4.6. Far UV Absorption and Circular Dichroism (CD) Spectra

Spectra were measured with a 100 µm path length from 260 to 178 nm at 20 °C on a JASCO J-810 spectropolarimeter. Data were collected at 0.5 nm intervals using a step auto response procedure (JASCO, Oklahoma City, OK, USA) and the buffer background was subtracted. Protein concentrations were 1 mg/mL in 20 mM pH 7 phosphate buffer. Absorption spectra were measured to verify both concentration and light transmission. CD spectra are presented as ∆ε per amide rather than in ∆A unit to have a measure independent of mass and concentration according to the Beer Lambert law. Furthermore, the signal was divided by the number of amino acid residues of the protein minus one to have ∆ε per amide [17]. The instrument was calibrated with (+)-10-camphorsulfonic acid, a ratio of 2:1 was found between the positive CD band at 290.5 nm and the negative band at 192.5 nm.

4.7. Molecular Modelling

BDS-5 model was built with the Insight II software from MSI Technologies, Inc. (San Diego, CA, USA).

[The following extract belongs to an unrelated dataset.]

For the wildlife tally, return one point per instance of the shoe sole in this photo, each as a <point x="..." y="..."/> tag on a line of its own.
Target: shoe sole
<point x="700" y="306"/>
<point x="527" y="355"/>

The model was optimized with the Consistent Valence Force Field (CVFF) in term of the internal energies, using the van der Waals energy to monitor each step of the model. Model of BDS-5 was built with the InsightII Homology pulldown from the crystal structure of SHPI 1 in a complex with Elastase [19] available in the Brookhaven data bank (PDB code 1SHP). Minimization was performed with steepest descent and conjugate gradient algorithms. Dynamic was performed at 300 K for 1.1 ps using 1000 steps.

5. Conclusions

In conclusion, BDS-5 could be a member of a new family of antiangiogenic compounds, although the mechanism through which it acts has yet to be demonstrated. Further investigations are necessary to demonstrate that BDS-5 is acting without binding to VEGF or to the VEGF receptor. BDS-5 appears to be structurally related to Kunitz-type inhibitor and its antiangiogenic activity might be due to an interaction with an Integrin due to a RGD motif well exposed to the solvent. BDS-5 could improve cancer treatment in complementing existing antiangiogenic compounds binding on the VEGF in antiangiogenic combinatory therapies. Complementary pharmacological characterization and structural study with 2D NMR are planned with BDS-5. Chemical synthesis of BDS-5 might open the road to a clinical development in cancer therapy, particularly for children, for whom anti-mitotic compounds have devastating side effects.